Un altro punto fondamentale è la questione territoriale, ossia l’assenza di centri PrEP distribuiti in modo capillare. Da un sondaggio compilato dai medici infettivologi si evidenzia come «la maggior parte delle persone che richiedono la PrEP sia in tre regioni: Lombardia, Emilia-Romagna e Lazio. In particolare, la città di Milano segue il 40 per cento di tutte le persone in PrEP in Italia», afferma Nozza.

Approccio community-based

Fare informazione e comunicazione sulla PrEP è un punto chiave e ad avere un ruolo rilevante sono i movimenti dal basso e le associazioni che spesso collaborano con il personale sanitario creando un rapporto di scambio e supporto. Queste sinergie sono efficaci quando adottano un approccio non medicalizzato.

«Stiamo lavorando per espandere l’accessibilità e la conoscenza della PrEP a tante persone», dice Marco Bastian Stizioli raccontando l’esperienza del Brescia Checkpoint: «Abbiamo organizzato eventi con test Hiv e sifilide con un approccio community-based, alla pari. È emerso che circa il 20 per cento delle persone non si era mai testato per Hiv».

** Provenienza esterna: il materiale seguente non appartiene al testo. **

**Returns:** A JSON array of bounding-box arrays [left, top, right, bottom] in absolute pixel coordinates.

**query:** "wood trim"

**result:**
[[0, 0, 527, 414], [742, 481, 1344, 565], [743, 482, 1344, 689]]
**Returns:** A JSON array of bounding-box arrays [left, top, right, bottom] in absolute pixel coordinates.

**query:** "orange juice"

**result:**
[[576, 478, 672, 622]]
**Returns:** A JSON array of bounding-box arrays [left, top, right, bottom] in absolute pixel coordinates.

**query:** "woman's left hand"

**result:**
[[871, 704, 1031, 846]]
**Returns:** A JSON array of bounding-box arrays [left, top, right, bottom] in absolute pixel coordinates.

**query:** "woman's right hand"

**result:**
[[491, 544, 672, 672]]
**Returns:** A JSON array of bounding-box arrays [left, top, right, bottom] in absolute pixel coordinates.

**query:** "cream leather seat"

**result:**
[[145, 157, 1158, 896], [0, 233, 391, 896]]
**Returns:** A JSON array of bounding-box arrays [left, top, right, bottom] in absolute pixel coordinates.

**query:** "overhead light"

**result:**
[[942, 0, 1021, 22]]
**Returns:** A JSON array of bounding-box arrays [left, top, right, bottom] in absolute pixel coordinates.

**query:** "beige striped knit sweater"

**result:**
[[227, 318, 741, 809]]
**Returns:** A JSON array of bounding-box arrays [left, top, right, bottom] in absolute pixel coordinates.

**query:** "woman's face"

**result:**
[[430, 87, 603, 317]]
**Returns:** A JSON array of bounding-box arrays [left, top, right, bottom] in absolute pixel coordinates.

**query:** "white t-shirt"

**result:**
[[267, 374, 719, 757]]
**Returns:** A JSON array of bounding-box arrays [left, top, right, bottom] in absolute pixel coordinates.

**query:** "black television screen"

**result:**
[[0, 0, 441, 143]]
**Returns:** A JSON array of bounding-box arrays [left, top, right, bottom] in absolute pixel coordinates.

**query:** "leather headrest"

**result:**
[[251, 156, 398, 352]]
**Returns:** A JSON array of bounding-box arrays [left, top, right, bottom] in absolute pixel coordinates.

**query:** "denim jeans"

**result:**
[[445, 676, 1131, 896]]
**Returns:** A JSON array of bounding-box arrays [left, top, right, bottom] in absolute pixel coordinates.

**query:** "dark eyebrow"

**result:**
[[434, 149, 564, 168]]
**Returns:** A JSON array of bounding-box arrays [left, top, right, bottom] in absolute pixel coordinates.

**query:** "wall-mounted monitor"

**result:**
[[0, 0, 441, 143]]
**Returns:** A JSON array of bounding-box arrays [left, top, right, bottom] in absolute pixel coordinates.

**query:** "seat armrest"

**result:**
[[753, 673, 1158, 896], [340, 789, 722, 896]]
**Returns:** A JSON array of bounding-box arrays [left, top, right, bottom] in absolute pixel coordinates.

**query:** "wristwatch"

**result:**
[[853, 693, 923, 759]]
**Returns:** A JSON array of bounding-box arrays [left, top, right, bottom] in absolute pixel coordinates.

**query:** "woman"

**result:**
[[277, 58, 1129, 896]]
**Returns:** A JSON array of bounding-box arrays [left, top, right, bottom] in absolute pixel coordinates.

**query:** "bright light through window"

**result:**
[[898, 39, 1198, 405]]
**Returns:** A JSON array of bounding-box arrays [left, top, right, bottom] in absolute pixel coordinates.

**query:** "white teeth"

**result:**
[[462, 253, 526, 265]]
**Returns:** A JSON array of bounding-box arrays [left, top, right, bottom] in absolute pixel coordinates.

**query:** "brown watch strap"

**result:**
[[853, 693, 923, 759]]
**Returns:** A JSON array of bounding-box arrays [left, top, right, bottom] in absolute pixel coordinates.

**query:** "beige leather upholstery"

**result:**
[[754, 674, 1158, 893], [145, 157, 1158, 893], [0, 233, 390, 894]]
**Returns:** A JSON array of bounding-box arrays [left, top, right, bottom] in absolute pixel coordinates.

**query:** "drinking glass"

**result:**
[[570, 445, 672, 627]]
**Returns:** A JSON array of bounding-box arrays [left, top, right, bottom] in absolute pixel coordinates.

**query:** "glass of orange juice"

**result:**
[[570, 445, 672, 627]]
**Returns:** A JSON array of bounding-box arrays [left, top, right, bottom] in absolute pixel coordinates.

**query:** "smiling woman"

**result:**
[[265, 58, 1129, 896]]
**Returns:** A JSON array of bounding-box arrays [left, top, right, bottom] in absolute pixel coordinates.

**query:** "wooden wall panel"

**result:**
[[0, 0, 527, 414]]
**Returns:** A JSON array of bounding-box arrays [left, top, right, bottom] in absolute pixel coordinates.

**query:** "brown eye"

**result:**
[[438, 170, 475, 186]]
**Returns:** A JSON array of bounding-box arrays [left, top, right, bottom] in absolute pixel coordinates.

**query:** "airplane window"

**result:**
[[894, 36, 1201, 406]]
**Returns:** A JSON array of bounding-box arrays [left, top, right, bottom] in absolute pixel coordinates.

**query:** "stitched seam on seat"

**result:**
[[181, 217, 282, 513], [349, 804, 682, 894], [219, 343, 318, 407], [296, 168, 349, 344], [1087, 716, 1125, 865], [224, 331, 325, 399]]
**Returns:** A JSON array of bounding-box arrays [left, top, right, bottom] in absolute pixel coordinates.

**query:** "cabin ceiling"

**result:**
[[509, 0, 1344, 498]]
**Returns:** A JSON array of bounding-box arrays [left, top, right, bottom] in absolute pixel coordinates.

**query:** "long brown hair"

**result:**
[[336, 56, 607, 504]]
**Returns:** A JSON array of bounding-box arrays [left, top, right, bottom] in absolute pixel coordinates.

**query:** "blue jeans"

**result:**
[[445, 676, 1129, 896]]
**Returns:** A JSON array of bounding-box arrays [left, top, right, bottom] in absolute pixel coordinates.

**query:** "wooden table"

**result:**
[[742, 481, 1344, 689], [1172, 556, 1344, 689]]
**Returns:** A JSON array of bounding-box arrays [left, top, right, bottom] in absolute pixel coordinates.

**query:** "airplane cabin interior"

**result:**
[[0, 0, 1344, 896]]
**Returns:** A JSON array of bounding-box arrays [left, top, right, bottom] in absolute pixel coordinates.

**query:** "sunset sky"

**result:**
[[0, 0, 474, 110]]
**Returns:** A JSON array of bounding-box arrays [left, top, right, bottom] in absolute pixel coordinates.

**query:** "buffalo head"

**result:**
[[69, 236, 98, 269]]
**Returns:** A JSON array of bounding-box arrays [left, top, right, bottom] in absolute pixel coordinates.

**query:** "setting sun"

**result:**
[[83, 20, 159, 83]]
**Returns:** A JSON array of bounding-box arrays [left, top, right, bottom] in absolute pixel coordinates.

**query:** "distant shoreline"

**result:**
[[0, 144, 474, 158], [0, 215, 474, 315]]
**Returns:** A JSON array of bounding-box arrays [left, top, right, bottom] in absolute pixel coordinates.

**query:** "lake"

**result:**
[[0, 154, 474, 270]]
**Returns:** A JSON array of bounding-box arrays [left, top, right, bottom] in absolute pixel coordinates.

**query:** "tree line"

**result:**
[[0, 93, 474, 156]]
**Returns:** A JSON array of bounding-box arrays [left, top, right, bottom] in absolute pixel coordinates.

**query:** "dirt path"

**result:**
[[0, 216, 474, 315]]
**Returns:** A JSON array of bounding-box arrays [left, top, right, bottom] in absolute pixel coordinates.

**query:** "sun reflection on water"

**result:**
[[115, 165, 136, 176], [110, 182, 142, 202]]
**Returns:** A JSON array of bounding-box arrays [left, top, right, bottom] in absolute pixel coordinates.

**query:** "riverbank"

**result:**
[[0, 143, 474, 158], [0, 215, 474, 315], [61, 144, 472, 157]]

Test rapidi, gratuiti e anonimi in un auditorium un po' dismesso con gente alla mano: questi sono – secondo Stizioli – alcuni degli elementi chiave del successo delle iniziative di prevenzione del Brescia Checkpoint: «Tutto questo funziona se ti metti al servizio delle persone, se le fai sentire a proprio agio, se dai informazioni chiare, cercando di sfatare i falsi miti».